Early on, I decided which room was giving me the most stress and made a plan to get it under control. It can take a while when organizing one shelf or one drawer a day is all that is reasonably possible. The trick is to keep it organized after it is done so that it doesn't become part of the problem again.

Slowly, the house became clean and organized. Hubby helps when he's up to it. My grown children help when the need arises--there is only so much I can do from a wheelchair.

But the best advise is to set reasonable expectations and accept them. It's one thing to set the goal of sweeping the kitchen floor and quite another to accept that something so simple is a full day's work. In a rip off of the Serenity Prayer, "do what you can and accept what you can't."

Everyone has limits--even healthy people. With chronic illness, pushing our limits is counterproductive. Know what you can do and don't stress over what you can't do.
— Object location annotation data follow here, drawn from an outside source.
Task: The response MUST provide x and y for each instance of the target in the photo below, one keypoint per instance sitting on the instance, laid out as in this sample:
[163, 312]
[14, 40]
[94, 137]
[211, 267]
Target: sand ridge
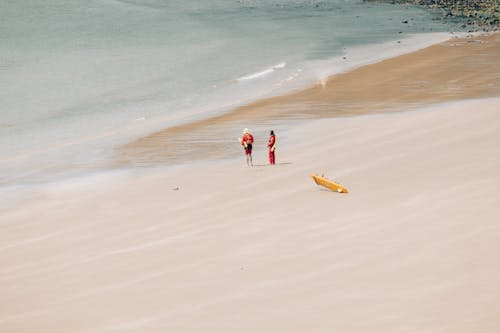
[460, 68]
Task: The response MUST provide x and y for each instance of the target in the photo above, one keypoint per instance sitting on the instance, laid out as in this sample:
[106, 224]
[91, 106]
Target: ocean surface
[79, 78]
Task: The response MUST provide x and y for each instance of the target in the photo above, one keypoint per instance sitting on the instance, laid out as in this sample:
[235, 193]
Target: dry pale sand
[414, 247]
[458, 69]
[220, 247]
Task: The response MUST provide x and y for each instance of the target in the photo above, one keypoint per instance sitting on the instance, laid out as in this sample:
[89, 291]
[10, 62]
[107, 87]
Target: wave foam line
[262, 73]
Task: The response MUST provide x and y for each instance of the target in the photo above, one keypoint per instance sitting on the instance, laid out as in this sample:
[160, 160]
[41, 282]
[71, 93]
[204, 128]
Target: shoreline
[198, 245]
[456, 69]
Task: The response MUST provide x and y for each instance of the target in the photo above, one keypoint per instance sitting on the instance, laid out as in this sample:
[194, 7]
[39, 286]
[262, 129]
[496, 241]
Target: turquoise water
[79, 78]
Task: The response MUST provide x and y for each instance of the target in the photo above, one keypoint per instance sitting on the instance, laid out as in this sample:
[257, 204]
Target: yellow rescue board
[330, 184]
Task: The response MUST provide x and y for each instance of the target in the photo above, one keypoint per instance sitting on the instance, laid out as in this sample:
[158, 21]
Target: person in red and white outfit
[271, 145]
[247, 142]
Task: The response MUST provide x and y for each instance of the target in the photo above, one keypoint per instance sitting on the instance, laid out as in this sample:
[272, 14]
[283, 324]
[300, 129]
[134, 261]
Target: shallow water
[79, 78]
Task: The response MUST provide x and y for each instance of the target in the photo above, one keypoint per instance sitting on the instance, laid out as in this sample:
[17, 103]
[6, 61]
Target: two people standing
[247, 142]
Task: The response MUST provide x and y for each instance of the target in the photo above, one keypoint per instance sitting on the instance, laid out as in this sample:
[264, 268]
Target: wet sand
[460, 68]
[221, 247]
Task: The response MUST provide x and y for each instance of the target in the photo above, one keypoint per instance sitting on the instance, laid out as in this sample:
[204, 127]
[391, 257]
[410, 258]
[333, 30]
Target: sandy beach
[218, 246]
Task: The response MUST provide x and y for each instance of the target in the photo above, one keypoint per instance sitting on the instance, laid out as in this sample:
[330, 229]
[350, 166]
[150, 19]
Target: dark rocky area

Delegate whenever possible.

Always find time for something joyful--every day, several times each day.

Celebrate the little things.

That reminds me, I've just finished clearing my dining table. I'll celebrate with a warm cup of cocoa and few moments of conversation with hubby....

blake's picture

I've been having an aching pain in my lower back, oblique and upper abdominal region. I'm thinking it may be CFS, but I don't have a lot of the symptons of it (I don't have any flu like symptons or swollen glands. I work out every day and I don't notice any lethargy (not more than usual hah). I've been working out my abs (I use one of those stupid contour belt things so you know what i'm talking about. That could possibly explain the aching in the abdominal section, but it doesn't account for the obliques and my back.